Dans « Le Consentement » (reGrasset), Vanessa Spingora décrit l’emprise pédocriminelle que lui a fait subir Gabriel Matzneff. La réaction indignée de ce dernier est, pour Angot, le signe qu’il n’a pas fait le deuil de sa relation avec celle qu’il a « humiliée ».
Publié le 31 décembre 2019
[Avant même sa sortie, le 2 janvier, le livre de Vanessa Springora « Le Consentement » (Grasset, 216 p., 18 euros) a provoqué une déflagration dans le milieu littéraire et bien au-delà. Dans son ouvrage, elle relate la relation traumatisante qu’elle a eue, à 14 ans, avec l’écrivain Gabriel Matzneff, alors âgé de 50 ans. Celui qui publia en 1974 « Les Moins de seize ans » n’a jamais caché son attirance pour des mineurs, comme en témoignent certains de ses livres, tout particulièrement son journal intime. Des livres qui lui valurent d’être invité notamment sur le plateau d’« Apostrophes » en 1990. Lors de cette émission, seule l’auteure québécoise Denise Bombardier dénonça le caractère pédophile de ces écrits et la complaisance du milieu littéraire, au cœur désormais de la polémique.]

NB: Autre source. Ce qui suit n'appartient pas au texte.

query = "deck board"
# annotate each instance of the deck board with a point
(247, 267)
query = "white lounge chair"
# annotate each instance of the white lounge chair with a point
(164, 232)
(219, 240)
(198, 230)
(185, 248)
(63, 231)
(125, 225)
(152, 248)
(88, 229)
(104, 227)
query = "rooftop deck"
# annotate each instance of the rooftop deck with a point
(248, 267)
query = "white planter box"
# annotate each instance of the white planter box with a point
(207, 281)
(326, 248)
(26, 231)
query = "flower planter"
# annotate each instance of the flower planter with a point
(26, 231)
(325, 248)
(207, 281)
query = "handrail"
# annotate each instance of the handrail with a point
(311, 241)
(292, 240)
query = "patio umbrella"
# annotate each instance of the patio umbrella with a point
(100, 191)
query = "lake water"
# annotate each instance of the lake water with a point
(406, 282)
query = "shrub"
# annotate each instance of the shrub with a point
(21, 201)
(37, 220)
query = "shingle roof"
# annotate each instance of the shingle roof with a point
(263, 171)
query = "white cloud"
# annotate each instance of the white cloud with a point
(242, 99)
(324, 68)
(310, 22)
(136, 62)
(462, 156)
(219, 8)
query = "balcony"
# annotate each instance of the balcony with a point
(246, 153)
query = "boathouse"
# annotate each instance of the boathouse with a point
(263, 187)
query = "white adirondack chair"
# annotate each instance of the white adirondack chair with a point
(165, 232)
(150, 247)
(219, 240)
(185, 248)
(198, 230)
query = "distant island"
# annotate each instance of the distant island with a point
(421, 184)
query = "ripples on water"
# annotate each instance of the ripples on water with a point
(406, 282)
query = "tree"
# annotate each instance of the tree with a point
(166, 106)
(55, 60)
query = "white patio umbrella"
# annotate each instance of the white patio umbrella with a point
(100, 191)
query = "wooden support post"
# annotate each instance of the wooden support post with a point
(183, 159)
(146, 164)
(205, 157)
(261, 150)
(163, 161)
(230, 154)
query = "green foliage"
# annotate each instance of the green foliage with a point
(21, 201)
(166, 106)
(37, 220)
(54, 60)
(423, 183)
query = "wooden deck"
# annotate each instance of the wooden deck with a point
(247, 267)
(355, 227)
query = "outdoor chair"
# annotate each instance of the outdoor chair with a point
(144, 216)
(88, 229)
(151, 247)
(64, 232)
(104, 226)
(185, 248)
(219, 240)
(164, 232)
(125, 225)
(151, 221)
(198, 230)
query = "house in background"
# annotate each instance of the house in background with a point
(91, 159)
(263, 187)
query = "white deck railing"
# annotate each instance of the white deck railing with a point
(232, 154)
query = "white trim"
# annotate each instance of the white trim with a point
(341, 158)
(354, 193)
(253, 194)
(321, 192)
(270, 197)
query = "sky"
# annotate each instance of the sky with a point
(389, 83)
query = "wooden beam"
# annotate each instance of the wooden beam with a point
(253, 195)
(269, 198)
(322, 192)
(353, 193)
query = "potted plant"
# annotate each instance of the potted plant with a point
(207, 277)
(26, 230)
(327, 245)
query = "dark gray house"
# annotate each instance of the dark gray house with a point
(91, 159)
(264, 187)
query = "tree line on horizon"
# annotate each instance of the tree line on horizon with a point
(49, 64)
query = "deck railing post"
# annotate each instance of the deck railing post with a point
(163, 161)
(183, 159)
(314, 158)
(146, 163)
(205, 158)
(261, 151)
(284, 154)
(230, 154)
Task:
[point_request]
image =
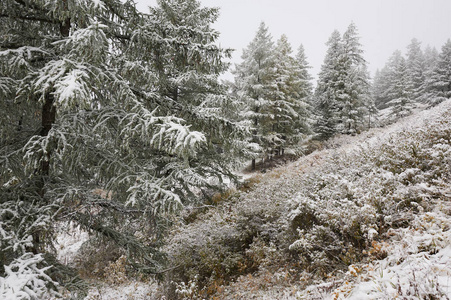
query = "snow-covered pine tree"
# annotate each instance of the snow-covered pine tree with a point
(253, 79)
(416, 69)
(438, 85)
(305, 91)
(353, 84)
(287, 108)
(97, 96)
(305, 79)
(400, 90)
(326, 92)
(380, 86)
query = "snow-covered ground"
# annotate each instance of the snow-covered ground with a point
(414, 261)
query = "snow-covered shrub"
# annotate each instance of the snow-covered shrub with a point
(95, 257)
(238, 236)
(355, 197)
(26, 279)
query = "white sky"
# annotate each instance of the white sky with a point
(384, 25)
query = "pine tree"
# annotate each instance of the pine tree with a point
(438, 86)
(343, 97)
(253, 80)
(97, 96)
(380, 86)
(287, 107)
(305, 84)
(416, 69)
(400, 91)
(326, 93)
(353, 84)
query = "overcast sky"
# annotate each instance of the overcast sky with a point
(383, 25)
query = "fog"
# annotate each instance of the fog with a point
(384, 25)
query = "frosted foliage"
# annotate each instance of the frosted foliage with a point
(96, 95)
(24, 279)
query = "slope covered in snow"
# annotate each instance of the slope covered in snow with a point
(365, 218)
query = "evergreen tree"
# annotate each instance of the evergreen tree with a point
(353, 83)
(342, 94)
(95, 95)
(305, 84)
(326, 92)
(438, 86)
(287, 109)
(381, 84)
(400, 90)
(416, 69)
(253, 80)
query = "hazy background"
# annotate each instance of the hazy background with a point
(384, 25)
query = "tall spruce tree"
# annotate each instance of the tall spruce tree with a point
(416, 69)
(326, 92)
(96, 95)
(353, 84)
(400, 91)
(438, 85)
(287, 109)
(253, 80)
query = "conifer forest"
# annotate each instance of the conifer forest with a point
(130, 169)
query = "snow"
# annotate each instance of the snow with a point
(69, 241)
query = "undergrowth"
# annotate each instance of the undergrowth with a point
(290, 228)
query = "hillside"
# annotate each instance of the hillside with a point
(367, 217)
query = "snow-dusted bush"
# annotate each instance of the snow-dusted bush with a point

Tribune. Gabriel Matzneff,
En réaction au livre de Vanessa Springora, « Le Consentement » [Grasset, 216 pages, 18 euros], vous écrivez dans L’Obs : « Apprendre que le livre que Vanessa a décidé d’écrire de mon vivant n’est nullement le récit de nos lumineuses et brûlantes amours, mais un ouvrage hostile, méchant, dénigrant, destiné à me nuire, un triste mixte de réquisitoire de procureur et de diagnostic concocté dans le cabinet d’un psychanalyste, provoque en moi une tristesse qui me suffoque. »
« Apprendre que le livre que Vanessa… » Vous l’appelez Vanessa ? Vous pensez pouvoir vous autoriser à l’appeler par son prénom, alors qu’elle vient de publier ce livre ? Vous prétendez encore à cette intimité ? Vous pensez avoir ce genre de droits ? Elle est toujours, pour vous, la petite fille que vous avez rencontrée dans un dîner où elle accompagnait sa mère, attachée de presse dans l’édition ? A l’époque, vous étiez important dans ce milieu. Vous comptiez. Vous vendiez des livres. Vous aviez des fans. J’en ai fait partie quelque temps. J’avais une vingtaine d’années. Je vous lisais. Je n’avais pas encore été dans le cabinet d’un psychanalyste. Je commençais à avoir des insomnies, des difficultés dans ma sexualité, mais je n’étais pas encore prête à me dire, à admettre, que mon père s’était autorisé à commettre un inceste sur moi parce qu’il ne m’avait jamais aimée, qu’il n’avait aimé que lui-même, son bon plaisir, sa propre autorité, au mépris total de mon avenir, de ma vie amoureuse future, de ma vie sexuelle, notamment.